Mobile Stroke Units Linked to Reduced Stroke Disability

Treatment in a mobile stroke unit (MSU) is associated with better functional outcomes, compared with treatment by emergency medical services (EMS), among patients with acute ischemic stroke, a newly published study suggests.

In an observational study of patients who were eligible for thrombolysis, the mean score on the utility-weighted modified Rankin scale (mRS) at 90 days was 0.72 among patients treated in an MSU and 0.66 among patients treated by EMS, indicating better outcomes in the former group.

“Our results show that in the areas served by the trial, patients who received emergency care within 4.5 hours after stroke onset had less disability on a utility-weighted scale at 90 days with MSU management than with management by EMS,” conclude researchers led by James C. Grotta, MD, Memorial Hermann Hospital–Texas Medical Center in Houston, Texas.

The findings were published online September 8 in the New England Journal of Medicine. Interim findings of this study were presented at the International Stroke Conference (ISC) 2021 in February 2021 and reported at that time by Medscape Medical News.

BEST-MSU Study

The standard of care for patients with stroke is transportation by ambulance to an emergency department and, for eligible patients, the administration of tissue plasminogen activator (tPA). Patients with intracerebral large-vessel occlusion may be candidates for endovascular thrombectomy (EVT).

The MSUs studied in this trial consisted of an ambulance with an on-board CT scanner and laboratory testing. MSU personnel are trained to diagnose stroke, administer tPA, and triage for EVT en route to the hospital.

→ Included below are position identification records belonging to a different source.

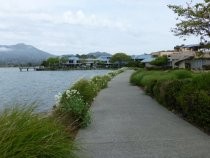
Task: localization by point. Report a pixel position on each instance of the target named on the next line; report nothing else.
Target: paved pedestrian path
(129, 124)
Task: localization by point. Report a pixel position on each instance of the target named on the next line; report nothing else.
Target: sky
(82, 26)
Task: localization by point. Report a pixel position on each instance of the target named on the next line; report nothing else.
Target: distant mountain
(21, 54)
(98, 54)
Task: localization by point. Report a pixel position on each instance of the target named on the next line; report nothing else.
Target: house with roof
(144, 58)
(104, 59)
(196, 57)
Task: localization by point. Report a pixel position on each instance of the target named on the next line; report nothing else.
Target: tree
(194, 19)
(160, 61)
(120, 58)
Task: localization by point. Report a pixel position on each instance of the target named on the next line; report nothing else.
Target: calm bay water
(37, 86)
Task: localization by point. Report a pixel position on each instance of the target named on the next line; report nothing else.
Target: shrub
(101, 82)
(26, 134)
(72, 107)
(195, 105)
(183, 91)
(172, 90)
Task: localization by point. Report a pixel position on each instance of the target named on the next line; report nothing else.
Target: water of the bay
(37, 86)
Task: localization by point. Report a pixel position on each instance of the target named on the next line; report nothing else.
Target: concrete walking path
(129, 124)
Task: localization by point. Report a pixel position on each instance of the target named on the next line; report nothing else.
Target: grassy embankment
(27, 134)
(181, 91)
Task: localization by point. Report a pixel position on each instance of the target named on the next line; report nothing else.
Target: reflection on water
(37, 86)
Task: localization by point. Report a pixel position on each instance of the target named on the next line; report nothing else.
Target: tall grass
(25, 134)
(182, 91)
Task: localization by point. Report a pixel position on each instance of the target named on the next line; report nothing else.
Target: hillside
(21, 54)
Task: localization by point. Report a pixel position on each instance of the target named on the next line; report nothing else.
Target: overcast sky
(83, 26)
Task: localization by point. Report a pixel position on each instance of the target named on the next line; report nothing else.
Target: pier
(27, 68)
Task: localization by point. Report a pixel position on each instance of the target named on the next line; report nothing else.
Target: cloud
(68, 17)
(5, 49)
(80, 18)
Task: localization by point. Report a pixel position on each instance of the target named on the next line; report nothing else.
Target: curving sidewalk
(129, 124)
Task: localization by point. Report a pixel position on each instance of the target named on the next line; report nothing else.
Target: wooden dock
(27, 68)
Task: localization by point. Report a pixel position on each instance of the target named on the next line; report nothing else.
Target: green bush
(72, 107)
(101, 82)
(25, 134)
(183, 91)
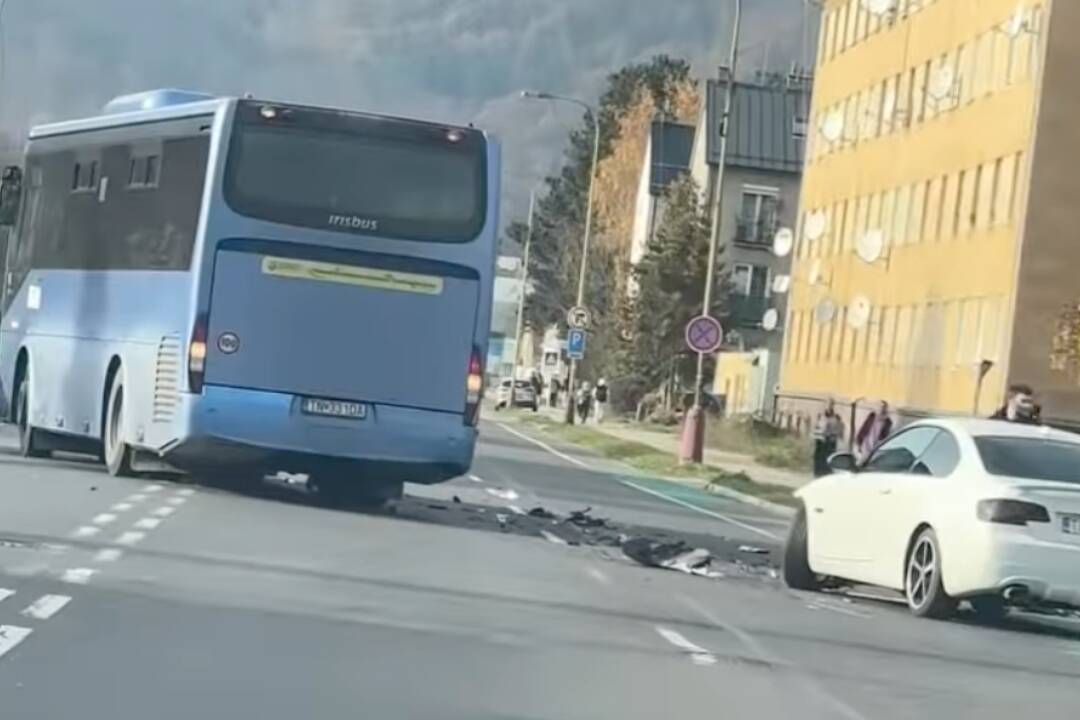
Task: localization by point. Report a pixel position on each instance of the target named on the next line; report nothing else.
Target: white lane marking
(552, 538)
(11, 636)
(751, 643)
(46, 606)
(696, 508)
(544, 446)
(130, 538)
(78, 575)
(698, 654)
(108, 555)
(598, 576)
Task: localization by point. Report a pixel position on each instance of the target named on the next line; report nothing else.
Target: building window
(759, 215)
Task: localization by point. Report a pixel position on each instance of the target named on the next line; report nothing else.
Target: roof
(671, 145)
(765, 120)
(983, 428)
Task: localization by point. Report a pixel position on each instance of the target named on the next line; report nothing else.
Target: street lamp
(589, 220)
(692, 448)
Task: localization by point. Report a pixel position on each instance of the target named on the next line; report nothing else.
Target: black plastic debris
(583, 519)
(676, 556)
(753, 549)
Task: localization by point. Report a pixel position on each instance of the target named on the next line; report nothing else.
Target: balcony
(755, 232)
(746, 310)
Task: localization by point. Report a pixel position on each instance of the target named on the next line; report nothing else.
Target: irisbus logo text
(353, 222)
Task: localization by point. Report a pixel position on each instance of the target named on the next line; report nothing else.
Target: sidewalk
(733, 462)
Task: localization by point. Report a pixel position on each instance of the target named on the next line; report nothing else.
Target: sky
(453, 60)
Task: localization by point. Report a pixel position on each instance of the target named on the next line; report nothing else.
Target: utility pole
(521, 306)
(589, 223)
(693, 431)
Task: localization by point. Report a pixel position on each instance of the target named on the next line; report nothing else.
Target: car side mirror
(842, 462)
(11, 193)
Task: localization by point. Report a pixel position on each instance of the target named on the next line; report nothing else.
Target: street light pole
(692, 448)
(521, 306)
(589, 225)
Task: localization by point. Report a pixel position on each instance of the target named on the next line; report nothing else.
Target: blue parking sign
(576, 344)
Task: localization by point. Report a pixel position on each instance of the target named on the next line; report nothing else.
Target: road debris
(676, 556)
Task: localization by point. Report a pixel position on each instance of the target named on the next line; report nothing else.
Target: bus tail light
(197, 355)
(474, 388)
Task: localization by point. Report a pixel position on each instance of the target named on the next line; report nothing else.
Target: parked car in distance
(525, 395)
(944, 511)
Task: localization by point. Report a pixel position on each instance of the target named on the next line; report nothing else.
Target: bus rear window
(359, 174)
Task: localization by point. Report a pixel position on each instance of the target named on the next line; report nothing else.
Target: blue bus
(237, 287)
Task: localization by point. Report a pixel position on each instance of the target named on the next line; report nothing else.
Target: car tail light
(474, 388)
(197, 355)
(1011, 512)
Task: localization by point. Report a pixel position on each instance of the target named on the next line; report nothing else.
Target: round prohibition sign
(704, 335)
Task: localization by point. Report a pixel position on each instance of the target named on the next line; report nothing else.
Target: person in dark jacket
(874, 431)
(1020, 407)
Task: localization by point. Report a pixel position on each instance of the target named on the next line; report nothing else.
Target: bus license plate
(1070, 525)
(334, 408)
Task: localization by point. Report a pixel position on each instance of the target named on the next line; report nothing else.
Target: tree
(670, 282)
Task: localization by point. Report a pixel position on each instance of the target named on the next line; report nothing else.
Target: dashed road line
(78, 575)
(130, 538)
(544, 446)
(698, 654)
(11, 636)
(45, 607)
(718, 516)
(108, 555)
(552, 538)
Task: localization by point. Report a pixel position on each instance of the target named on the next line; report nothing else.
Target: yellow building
(940, 219)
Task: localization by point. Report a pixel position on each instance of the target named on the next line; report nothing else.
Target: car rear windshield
(1030, 458)
(360, 174)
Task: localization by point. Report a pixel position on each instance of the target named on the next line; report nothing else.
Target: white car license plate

The investigators conducted the prospective, observational BEST-MSU study to examine whether MSUs affect outcomes of ischemic stroke. Patients within 4.5 hours of ischemic stroke onset who met screening criteria for tPA were enrolled in Houston and six other cities. MSU and EMS were available on alternating weeks, and patients were allocated to treatment based on their week of presentation.

The study’s primary outcome was the score on the utility-weighted mRS. This score ranges from 0 to 1, and higher scores indicate better outcomes according to a patient value system based on scores on the mRS. The mRS score itself ranges from 0 to 6, and higher scores indicate greater disability.

In all, the investigators enrolled 1515 patients, and 1047 were eligible to receive tPA. Of the latter group, 617 patients received care by MSU, and 430 received care by EMS.

In the MSU group, the median time from onset of stroke to tPA administration was 72 minutes, compared with 108 minutes in the EMS group. Among patients eligible for tPA, 97.1% in the MSU group received it, compared with 79.5% in the EMS group.

At 90 days, the mean score on the utility-weighted mRS in patients eligible for tPA was 0.72 in the MSU group and 0.66 in the EMS group. The adjusted odds ratio (aOR) of a score of at least 0.91 was 2.43 (P < .001), favoring the MSU group.

Among participants who were eligible for tPA, 55.0% in the MSU group and 44.4% in the EMS group had a score of 0 or 1 (indicating a favorable outcome) on the mRS at 90 days.

Among all enrolled patients, the mean score on the utility-weighted mRS at discharge was 0.57 in the MSU group and 0.51 in the EMS group. The aOR for a score of at least 0.91 was 1.82 (P < 0.001). The rate of mortality at 90 days was 8.9% in the MSU group and 11.9% in the EMS group.

Population Benefit Uncertain

These findings are reassuring, but certain aspects of the trial’s design limit the conclusions that can be drawn from them, writes Kennedy R. Lees, MD, of the University of Glasgow in Glasgow, Scotland, in an accompanying editorial.

The investigators limited their patient population to people who were eligible for tPA. This group represents about 69% of patients, which prevents the researchers from evaluating the population benefit of MSUs, Lees notes. The imbalance in the sizes of the treatment groups may have resulted from an active search for cases for the MSUs and limited data collection for controls, he added.

“Each of the compromises in trial design had a logical and well-intentioned justification, but independent replication of the benefit of MSUs is essential, particularly to guard against overestimation of the effect size,” Lees writes.

An independent and contemporaneous European trial found that the dispatch of MSUs was associated with less disability at 3 months, compared with the dispatch of ambulances. It seems reasonable to conclude that MSUs improve outcomes for patients with acute cerebral ischemia, particularly among those who are eligible for and receive thrombolysis, Lees concluded.

The study was funded by a grant from the Patient-Centered Outcomes Research Institute. Grotta has received compensation for consulting for Frazer on the design and implementation of MSUs. Lees has disclosed no relevant financial relationships.